It’s no secret that many of us LOVE CHRISTMAS! But with a calendar full of festive parties, it’s easy to fall off the healthy wagon making it so much harder to climb back on board.
Christmas is a wonderful time to be enjoyed and feel generous. But the tendency to overeat at Christmas time can leave us lamenting the excess and facing an uphill battle as we try to lose it all again in the New Year. Often times in the bright optimism of January, we seek to absolve our indulgences with abstinence and clean the slate with some radical new year’s resolutions.
Whilst goal setting is clearly important, research shows us that when it comes to New Years resolutions, we often set ourselves up to fail by having unrealistic expectations which are even more difficult to achieve following the silly season. So this year, why not be kinder to yourself? Instead of swinging from the extremes of indulgence to a berating penance, why not consider a gentle, more balanced approach? If you know you are likely to over-indulge, it may be helpful to get some healthy strategies in place now and lay the foundations to help you feel great in your little black dress and beyond.

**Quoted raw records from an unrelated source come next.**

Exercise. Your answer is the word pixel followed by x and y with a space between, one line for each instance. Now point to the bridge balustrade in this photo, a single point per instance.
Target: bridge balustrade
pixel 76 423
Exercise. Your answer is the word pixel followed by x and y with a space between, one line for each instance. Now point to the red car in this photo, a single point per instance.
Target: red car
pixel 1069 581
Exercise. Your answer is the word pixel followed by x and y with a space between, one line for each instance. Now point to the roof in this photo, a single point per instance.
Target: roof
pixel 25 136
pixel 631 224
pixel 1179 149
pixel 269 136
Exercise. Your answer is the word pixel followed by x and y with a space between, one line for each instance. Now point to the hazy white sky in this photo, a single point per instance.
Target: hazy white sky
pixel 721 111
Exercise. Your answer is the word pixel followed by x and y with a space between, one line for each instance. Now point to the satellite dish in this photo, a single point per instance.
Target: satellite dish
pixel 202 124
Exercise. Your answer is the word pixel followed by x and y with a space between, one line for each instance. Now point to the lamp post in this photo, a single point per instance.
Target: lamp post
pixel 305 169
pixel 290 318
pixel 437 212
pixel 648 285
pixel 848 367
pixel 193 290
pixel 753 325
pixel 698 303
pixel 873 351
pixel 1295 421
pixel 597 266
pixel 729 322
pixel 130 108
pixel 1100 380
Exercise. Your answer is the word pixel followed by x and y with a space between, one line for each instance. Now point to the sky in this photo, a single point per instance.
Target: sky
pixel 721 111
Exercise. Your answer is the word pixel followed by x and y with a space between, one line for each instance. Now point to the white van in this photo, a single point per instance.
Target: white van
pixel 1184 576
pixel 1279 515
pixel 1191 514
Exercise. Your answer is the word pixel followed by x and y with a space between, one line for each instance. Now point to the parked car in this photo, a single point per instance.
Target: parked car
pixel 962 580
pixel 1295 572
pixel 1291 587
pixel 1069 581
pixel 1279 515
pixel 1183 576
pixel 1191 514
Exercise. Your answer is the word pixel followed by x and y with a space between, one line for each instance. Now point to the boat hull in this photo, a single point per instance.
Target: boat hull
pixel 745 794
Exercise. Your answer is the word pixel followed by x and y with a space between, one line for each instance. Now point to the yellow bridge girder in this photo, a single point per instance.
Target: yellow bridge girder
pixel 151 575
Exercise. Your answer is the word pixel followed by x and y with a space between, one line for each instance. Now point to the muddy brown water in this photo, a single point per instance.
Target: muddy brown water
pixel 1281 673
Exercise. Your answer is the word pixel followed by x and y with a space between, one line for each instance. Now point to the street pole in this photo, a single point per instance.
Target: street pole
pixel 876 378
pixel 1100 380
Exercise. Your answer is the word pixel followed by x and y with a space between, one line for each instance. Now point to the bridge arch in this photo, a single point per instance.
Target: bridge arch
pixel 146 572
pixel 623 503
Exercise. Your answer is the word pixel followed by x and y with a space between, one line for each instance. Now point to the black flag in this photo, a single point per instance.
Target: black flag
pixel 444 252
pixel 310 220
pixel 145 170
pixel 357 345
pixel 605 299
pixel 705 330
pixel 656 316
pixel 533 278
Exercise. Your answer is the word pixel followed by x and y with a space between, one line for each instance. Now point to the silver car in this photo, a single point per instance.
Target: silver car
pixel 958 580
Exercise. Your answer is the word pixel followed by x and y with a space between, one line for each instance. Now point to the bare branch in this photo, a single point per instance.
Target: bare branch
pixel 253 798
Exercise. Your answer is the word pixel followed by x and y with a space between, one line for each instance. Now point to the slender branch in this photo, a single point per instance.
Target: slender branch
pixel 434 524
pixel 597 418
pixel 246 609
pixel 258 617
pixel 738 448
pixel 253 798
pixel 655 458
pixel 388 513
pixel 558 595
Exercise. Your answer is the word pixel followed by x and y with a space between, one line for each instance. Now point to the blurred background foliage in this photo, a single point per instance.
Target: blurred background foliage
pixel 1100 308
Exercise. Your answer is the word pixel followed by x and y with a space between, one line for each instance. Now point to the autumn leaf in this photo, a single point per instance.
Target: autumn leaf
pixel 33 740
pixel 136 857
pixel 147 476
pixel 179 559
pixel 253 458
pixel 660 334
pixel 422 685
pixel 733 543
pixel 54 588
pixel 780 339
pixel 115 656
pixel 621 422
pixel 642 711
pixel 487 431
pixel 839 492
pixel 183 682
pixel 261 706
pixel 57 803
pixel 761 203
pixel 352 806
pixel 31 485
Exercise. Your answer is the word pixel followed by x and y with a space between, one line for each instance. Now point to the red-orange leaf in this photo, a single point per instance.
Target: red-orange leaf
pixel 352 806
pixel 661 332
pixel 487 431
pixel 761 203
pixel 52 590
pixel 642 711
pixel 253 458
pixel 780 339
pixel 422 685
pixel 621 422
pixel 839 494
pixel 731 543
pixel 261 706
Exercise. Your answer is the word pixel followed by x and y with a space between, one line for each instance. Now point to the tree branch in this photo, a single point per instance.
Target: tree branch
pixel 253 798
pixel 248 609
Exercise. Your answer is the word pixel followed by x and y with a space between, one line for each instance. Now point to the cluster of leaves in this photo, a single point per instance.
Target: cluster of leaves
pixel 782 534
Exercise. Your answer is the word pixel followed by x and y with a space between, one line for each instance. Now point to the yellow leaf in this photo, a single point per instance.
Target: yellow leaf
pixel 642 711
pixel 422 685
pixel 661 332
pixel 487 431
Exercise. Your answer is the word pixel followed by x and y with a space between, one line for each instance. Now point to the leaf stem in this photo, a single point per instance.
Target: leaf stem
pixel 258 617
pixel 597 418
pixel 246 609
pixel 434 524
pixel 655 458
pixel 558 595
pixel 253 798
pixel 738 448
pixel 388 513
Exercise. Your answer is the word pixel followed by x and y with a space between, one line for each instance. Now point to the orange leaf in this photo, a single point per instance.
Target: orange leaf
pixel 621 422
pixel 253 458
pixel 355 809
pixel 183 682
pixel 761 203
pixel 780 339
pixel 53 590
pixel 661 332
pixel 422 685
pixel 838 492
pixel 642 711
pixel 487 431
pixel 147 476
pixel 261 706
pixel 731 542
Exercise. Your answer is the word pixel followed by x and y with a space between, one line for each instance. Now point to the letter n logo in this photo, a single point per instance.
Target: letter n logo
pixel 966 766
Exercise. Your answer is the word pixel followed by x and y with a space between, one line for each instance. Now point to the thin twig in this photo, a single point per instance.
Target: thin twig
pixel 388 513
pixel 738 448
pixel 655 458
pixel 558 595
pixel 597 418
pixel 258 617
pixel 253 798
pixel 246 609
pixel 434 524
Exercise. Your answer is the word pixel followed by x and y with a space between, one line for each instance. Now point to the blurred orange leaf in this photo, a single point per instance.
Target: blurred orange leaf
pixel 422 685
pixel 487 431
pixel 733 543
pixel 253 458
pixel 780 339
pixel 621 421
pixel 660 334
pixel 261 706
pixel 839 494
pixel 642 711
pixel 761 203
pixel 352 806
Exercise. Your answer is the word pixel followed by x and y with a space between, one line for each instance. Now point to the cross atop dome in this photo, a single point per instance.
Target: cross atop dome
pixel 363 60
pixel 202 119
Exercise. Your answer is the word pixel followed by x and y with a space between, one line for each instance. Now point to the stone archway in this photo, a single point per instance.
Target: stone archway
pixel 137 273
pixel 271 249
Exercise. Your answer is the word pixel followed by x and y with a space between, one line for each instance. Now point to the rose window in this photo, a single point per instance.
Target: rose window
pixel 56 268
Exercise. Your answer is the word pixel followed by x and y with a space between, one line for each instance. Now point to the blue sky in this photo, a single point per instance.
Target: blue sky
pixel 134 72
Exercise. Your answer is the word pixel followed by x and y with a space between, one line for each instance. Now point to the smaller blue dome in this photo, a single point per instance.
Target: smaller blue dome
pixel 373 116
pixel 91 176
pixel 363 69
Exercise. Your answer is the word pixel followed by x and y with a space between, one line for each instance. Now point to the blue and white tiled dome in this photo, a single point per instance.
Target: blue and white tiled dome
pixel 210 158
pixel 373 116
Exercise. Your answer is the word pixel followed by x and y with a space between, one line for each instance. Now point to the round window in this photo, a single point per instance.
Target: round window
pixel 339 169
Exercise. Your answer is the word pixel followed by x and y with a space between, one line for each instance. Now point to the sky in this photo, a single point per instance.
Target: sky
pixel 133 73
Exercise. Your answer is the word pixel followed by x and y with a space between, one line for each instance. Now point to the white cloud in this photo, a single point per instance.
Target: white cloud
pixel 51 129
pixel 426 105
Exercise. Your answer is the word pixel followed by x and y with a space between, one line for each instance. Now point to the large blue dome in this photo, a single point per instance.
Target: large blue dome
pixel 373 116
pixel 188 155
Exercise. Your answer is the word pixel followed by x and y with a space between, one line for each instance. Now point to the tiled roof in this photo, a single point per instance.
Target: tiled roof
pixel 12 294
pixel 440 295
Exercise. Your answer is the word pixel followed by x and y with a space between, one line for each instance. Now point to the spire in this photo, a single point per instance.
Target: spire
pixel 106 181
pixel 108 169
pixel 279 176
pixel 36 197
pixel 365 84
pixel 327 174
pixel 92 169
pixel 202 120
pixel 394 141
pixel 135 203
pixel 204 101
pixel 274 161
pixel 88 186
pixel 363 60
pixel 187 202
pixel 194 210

Feasting on delicious food with family and friends at Christmas can be a wonderful experience, but it it so easy to go overboard. If left unchecked, we can consume up to 6,000 calories on Christmas Day (2,000 a day is the recommendation for women). Keep in mind portion control is one of the most effective ways to stay ahead of the game over the silly season. To feel lighter and more energised, fill half your plate with vegetables making sure some are leafy greens, and always include a portion of lean protein such as turkey, fish, prawns, beans and steer clear of rich and creamy sauces. Plate up all your food once and don’t go back for seconds. Eating slowly and chewing each mouthful until your food is liquid will help you savour the flavour of your foods and feel more satisfied for longer. If eating out, remember restaurant portions are often much larger than healthy portion sizes. To avoid consuming too many calories, consider sharing some dishes such as dessert or ordering two starters and extra veg on the side.
STRIVE FOR BALANCE
Support yourself over the holidays by planning your treat days rather than indulging the entire festive season. On these days, be sure to get some exercise and aim for the overarching 80:20 rule – 80% healthy and 20% naughty. On treat days, keep things balanced by enjoying a super-healthy breakfast and a light lunch followed by a brisk walk on the prom or some weight-bearing exercise before you let your hair down in the evening. Another sure-fire way to buffer yourself from temptation is to avoid showing up to parties hungry. Aim to fuel up on healthy food first, so you can bypass the finger food and focus on your friends.
DODGE THE SUGAR
Christmas can be a sugar fest, leaving us feeling bereft and sluggish come the New Year. Sugar and foods that are broken down into sugar quickly are the major culprits of most people’s health problems. Eating foods that are high in refined carbohydrates or binging on sugary foods can lead to spikes in our blood sugar, which later crashes. This results in cravings for more sugar/ refined carbs, creating a negative cycle. Dodge the inevitable sugar rollercoaster over Christmas by limiting or avoiding high sugar (white) foods and stocking up on healthy alternatives to your usual sugary treats. For example, include hummus, prawns, smoked mackerel, limit cheese on your sharing boards and try spicy roasted nuts instead of chocolates.
SIP WINE, DRINK WATER
Not only is alcohol extremely energy-dense, high in calories and devoid of nutrients, it can also be dehydrating and wash out key stress-busting nutrients such as vitamin B12, magnesium and vitamin C. During the colder months, central heating, stoves and open fires can easily leave us feeling dehydrated. Whatever you do, do not use alcoholic beverages to satisfy your thirst! When celebrating, give yourself the golden rule of starting off your evening with a non-alcoholic drink and alternating every alcoholic drink with a soda water or other non-alcoholic drink. Your liver will thank you and you will feel much lighter, brighter and more calm the next day. Aim to give yourself some alcohol-free days to support your natural detoxification and stock up on alcohol-free alternatives which you can enjoy. Apple and cinnamon herbal tea is delicious when relaxing by the fireside.
It is estimated that most people only maintain their New Year’s resolution for about one week to 10 days, mostly because people set themselves unrealistic and unachievable goals which they can’t keep up.
We often get stuck in routines and habits so it can be difficult to make changes. Research shows you are more likely to succeed in effecting positive change if you have achievable short-term goals that you can stick to. So why wait until January to get your healthy wheels in motion? Introducing small steps now may give you a head start and lay the important foundations for success.